Il préconise notamment une mobilisation accrue des investissements et des partenariats économiques ainsi qu’un meilleur accès au crédit. Dans son approche, cette question est indissociable de la sécurité. Le chômage, l’exclusion, la pauvreté et la faiblesse des services publics peuvent constituer des facteurs de fragilisation des États. En mettant ces préoccupations en avant, le candidat sénégalais cherche à porter dans la compétition certaines revendications des pays en développement, particulièrement africains.
La prestation de New York offre une vitrine aux candidats, mais l’issue de la compétition se jouera d’abord au Conseil de sécurité. Ses quinze membres doivent entamer leurs consultations pour mesurer les soutiens dont dispose chacun des prétendants. Ces votes indicatifs, organisés à huis clos, permettent progressivement d’identifier les candidatures susceptibles de réunir un consensus. Le processus peut nécessiter plusieurs tours. À terme, c’est le Conseil de sécurité qui devra recommander un candidat à l’Assemblée générale. Cette recommandation doit recueillir au moins neuf voix et ne faire l’objet d’aucun veto de l’un des cinq membres permanents : Chine, États-Unis, France, Royaume-Uni et Russie. Pour Macky Sall, l’équation est donc autant diplomatique que programmatique.

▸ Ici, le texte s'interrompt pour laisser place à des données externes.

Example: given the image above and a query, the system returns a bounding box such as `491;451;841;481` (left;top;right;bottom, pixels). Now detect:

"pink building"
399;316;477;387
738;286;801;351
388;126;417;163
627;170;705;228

Il lui faudra convaincre au-delà des soutiens africains et, surtout, éviter l’opposition de l’un des cinq détenteurs du droit de veto. L’ancien président aborde cette séquence avec le soutien officiel du Sénégal. Le président Bassirou Diomaye Faye a demandé au gouvernement et au réseau diplomatique national de se mobiliser en faveur de sa candidature, désormais portée comme celle « du Sénégal au service de l’Afrique ». Après avoir exposé sa vision à New York, Macky Sall entre ainsi dans la partie la plus délicate de la compétition. Désormais, il ne s’agit plus seulement de convaincre par un programme. Il faut réunir des voix et, surtout, franchir l’obstacle des cinq membres permanents du Conseil de sécurité.